Finally, lifestyle is also another factor that contributes to the high obesity rates among African Americans. A significant number of African Americans do not live healthy lifestyles. The number of people in the African American community holding more than one job is high due to the desire to uplift themselves from poverty. As a result, most of them lack the time to focus on things that may benefit their health in the long run. For example, instead of cooking a proper meal, some would prefer buying processed food, which are not healthy. The busy lifestyles of most of the people in African American communities mean that they do not have the time to exercise or engage in other activities that may benefit them in the long run.

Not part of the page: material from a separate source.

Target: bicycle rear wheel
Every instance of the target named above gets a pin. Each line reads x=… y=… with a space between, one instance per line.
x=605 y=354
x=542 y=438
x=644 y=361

Possible Nursing Interventions

After understanding the obesity prevalence in African American communities and some of the factors that contribute to the high obesity rate, it is important to investigate some of the possible and effective interventions. One of the strategies or interventions that can be used to combat obesity in African American schools is school based programs. Moreno et al. (2017) state that school based programs have been used for many years impact child health and set a firm foundation and example foe the rest of the community. Preventive efforts are the key to combating obesity among African American communities. Therefore, schools offer an important setting where nurses and other health care professionals can fight obesity. School based programs are effective in the fight against obesity because they promote physical activity, supportive environments, and nutrition education (Schroeder et al., 2019). The lessons gained by students can then be transferred to the community. The use of school based programs is an effective tool against obesity because it makes it possible top imprint physical activity and proper dietary habits in children. The move further allows schools to create lifelong eating habits. An analysis of existing literature reveals mixed results when it comes to the use of school based programs to combat obesity. Interventions among African American communities that were done between 1966 and 2001 showed minimal positive weight related outcomes (Avery et al., 2016). The changes were however small and the measures that were used varied from one study to another. A study carried out by Avery et al. (2016) established that school based programs are only successful when the right parameters or measures are applied.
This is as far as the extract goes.